Tuesday, July 25, 2017

Treasure and Ponder

Recently I watched Anne with and E on Netflix. This is the newest episode version of the classic Anne of Green Gables story. There is a scene in this series where Marilla opens her closet, reaches high up on a shelf behind other things and pulls out an old box. She lovingly opens it to reveal a bundle of old love letters tied up with a bow. Then she sits down in a rocker and slowly opens a letter, remembering the love of a former beau. This is what we often do, isn't it, with items of sentimental value that we want to keep and treasure. 

I imagine Mary doing this in a figurative sense. Mary’s heart was pierced over and over. How did she manage to remain a faithful disciple of her son? How do we too, live with and survive a pierced heart?
Mary gave us beautiful practice we can imitate. Luke 2:19 says that Mary treasured all these things, pondering them in her heart. Treasured (syntereo) means to remember or keep in mind lest it be forgotten and pondered (symballo) means to consider, dispute mentally or reflect. Further insight into this practice is found in Luke 2:50-52 they did not understand the saying that he spoke to them...And his mother treasured up all these things in her heart. Treasured in this instance (diatereo) means to keep continually or to store in one's heart.

I believe Mary "was continually keeping all these things in her heart, the picture being of her carefully guarding and keeping them together in her mind as in a treasure chest. She brought them all together and joined them with other thoughts so she could carefully compare and reflect on all they mean." (Principles from Women of the Bible, Book 1)

To illustrate what this means for us today, let me bring Mary into the 21st century.
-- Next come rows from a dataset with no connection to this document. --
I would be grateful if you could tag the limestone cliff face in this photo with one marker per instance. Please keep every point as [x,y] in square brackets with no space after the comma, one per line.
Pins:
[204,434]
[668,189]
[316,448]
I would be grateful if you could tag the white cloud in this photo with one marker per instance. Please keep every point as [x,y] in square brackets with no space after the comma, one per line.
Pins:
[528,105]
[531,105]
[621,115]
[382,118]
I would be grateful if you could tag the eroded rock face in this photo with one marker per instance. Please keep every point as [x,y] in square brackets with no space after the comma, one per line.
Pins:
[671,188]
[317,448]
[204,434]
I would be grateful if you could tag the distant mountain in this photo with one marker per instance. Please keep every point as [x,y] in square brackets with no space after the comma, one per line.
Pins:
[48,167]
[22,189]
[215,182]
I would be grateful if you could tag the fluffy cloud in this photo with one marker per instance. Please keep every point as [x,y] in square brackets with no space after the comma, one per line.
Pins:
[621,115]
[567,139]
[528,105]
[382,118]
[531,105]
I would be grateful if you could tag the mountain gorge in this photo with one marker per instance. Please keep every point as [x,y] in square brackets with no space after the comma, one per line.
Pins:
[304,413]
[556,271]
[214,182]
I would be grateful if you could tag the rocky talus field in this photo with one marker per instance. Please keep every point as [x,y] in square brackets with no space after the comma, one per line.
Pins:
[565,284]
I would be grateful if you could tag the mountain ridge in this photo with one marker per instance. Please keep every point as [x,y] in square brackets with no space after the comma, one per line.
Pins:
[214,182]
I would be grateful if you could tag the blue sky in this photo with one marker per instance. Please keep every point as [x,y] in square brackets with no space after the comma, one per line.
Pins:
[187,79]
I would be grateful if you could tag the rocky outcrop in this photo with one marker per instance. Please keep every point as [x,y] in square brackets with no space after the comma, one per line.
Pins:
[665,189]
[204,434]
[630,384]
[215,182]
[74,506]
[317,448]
If Mary were alive today, I think she would find or make a treasure or keepsake box for her love letters from God

First, she would rememberPsalm 71:11 says remember the works of the Lord. In her box she would put (in either objects or words form) what the Angel told her and Joseph and the Shepherds, what Elizabeth and Simeon and even Jesus said. This way she could remind herself again of the promises, the miracles, the dreams, the amazing visitors, the fulfilled prophecies and how God kept them safe over the years.

Then she would reflect. II Timothy 2:7 says reflect on what I am saying, for the Lord will give you insight into all this. As Mary touched and took out each item, she could consider what it all meant, the words, the miracles, the promises, the pain. She wrestled in her soul to make sense of it.

And finally, she would retain. Luke 8:15 says But the seed on good soil stands for those with a noble and good heart, who hear the word, retain it, and by persevering produce a crop. Mary kept everything to refer to in the future, to give her comfort and faith when the next piercing came along. 

I have my "love letters" from the Lord in my “Treasure Box”. I don’t literally keep a box, but I have these truths on cards and bookmarks and flowers and in the notes on my smart phone. Here are some of mine that I remember, reflect on and retain:




How can we, like Mary, not say "let it be to me" when we treasure and ponder all God had done for us in the past and ask him to help us understand what he is currently doing?

May I suggest that you make your own box of remembrance or collection of objects or a special file on your computer or some unique way to help you remember, reflect and retain. I would love to hear how you treasure and ponder.